Overview of ERIE Research

ERIE’s interdisciplinary research program integrates science, engineering, and culturally and policy-oriented scholarship to advance the theory and practice of restoration in freshwater watershed ecosystems of Western New York (WNY) and the lower Great Lakes. Our approach responds to the present state of practice, which is characterized by the existence of a large and growing array of restoration techniques assembled by practitioners, the efficacy of which, in most cases, has not been evaluated systematically using scientific approaches. The present ad hoc approach places severe limits on our ability to predict system responses to intervention(s) and to make informed decisions regarding selection among restoration techniques to achieve particular goals for a particular setting.

Research questions addressed by ERIE scholar teams are framed by issues or needs identified in planned or ongoing restoration initiatives led by our external professional partners, which include national laboratories and coordinating agencies, as well as an extensive network of WNY practitioners. Ongoing WNY projects encompass a considerable variety of landscapes from natural (unlogged/undeveloped forests, stream headwaters, and wetlands), low-level disturbed (suburban, rural, agricultural, urban parkland), and highly disturbed (brownfield sites, degraded urban rivers).

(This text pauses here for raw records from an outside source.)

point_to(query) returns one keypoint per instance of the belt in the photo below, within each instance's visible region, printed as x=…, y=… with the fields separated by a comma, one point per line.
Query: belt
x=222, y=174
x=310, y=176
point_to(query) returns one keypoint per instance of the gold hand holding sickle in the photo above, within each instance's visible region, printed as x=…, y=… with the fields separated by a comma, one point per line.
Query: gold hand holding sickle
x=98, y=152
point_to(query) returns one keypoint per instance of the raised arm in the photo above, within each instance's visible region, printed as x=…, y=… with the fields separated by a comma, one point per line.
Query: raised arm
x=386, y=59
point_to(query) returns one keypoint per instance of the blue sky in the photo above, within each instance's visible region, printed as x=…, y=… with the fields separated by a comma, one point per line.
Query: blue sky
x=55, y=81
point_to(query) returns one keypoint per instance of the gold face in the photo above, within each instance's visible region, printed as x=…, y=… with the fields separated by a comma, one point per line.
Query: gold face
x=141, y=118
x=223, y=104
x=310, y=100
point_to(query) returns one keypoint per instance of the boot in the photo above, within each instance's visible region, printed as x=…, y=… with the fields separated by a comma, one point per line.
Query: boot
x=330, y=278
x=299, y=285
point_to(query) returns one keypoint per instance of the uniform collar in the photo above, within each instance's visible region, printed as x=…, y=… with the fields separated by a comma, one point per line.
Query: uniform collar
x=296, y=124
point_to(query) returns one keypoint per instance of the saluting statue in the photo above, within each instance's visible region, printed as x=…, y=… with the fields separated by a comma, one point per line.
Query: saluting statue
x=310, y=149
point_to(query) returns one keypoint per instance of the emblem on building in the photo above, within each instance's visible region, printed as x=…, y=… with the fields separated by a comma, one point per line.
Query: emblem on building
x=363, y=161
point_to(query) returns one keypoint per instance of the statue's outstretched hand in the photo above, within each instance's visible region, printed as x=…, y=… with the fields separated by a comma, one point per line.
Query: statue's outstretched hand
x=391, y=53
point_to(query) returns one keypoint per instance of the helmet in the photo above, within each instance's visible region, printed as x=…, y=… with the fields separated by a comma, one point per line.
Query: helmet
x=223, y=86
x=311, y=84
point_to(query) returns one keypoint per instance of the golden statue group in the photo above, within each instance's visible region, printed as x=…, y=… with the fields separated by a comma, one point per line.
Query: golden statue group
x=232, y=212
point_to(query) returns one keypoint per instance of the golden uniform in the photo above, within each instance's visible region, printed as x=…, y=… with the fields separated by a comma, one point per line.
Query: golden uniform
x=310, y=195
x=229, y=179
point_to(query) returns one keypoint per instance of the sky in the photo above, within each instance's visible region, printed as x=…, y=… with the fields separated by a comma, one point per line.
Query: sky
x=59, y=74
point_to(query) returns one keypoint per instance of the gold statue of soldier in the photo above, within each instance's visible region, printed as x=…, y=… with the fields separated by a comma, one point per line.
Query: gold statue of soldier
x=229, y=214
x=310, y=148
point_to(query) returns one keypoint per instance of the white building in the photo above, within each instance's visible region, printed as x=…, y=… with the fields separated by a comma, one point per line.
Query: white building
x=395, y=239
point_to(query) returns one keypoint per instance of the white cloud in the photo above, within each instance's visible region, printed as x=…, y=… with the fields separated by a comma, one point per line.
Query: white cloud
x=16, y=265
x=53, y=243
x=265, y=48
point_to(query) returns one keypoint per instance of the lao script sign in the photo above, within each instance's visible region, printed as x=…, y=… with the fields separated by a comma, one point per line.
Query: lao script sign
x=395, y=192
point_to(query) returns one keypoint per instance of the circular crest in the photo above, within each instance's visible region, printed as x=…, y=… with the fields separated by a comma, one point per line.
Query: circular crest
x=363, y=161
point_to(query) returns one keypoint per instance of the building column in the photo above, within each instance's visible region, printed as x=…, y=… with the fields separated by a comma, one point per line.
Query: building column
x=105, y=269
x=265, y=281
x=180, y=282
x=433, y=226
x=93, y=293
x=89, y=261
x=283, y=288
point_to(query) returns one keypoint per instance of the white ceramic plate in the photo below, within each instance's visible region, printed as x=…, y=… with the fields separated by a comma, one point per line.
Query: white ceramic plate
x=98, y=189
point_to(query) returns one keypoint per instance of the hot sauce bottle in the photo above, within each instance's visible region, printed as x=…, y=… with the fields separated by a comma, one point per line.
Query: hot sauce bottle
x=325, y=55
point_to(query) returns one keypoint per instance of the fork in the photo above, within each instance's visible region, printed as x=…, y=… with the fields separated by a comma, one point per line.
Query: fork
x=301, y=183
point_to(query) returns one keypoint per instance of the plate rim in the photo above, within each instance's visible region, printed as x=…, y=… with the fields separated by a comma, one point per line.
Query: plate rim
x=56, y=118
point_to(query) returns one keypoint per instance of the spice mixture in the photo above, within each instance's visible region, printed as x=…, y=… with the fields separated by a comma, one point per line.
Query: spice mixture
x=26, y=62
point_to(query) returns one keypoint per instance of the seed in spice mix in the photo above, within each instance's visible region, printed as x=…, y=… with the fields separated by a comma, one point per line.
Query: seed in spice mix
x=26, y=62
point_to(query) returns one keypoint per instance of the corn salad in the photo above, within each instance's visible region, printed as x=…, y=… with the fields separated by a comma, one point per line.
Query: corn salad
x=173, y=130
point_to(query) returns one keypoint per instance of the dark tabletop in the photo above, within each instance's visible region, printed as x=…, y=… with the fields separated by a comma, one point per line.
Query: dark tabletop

ERIE scholars collectively embrace the central tenant of adaptive management, expressed as a commitment to an experimentalist examination of the impacts of restoration projects on multiple scales of time and space, in a local context. Thus, it is necessary to develop measures that define the health, integrity, and sustainability of an ecosystem, reconstruct past history, incorporate future intentional human interventions, and predict ecosystem responses to those interventions. The inherently interdisciplinary character of these tasks is reflected in ERIE’s research program, which emphasizes interdisciplinary problem solving within all projects

Recognizing the difficulty of categorizing interdisciplinary research, we use two complementary organizing constructs: the integrative theme and the integrative application. Each project fits into ERIE’s interdisciplinary framework through one or more of the general themes of ecosystem assessment, modeling, and management.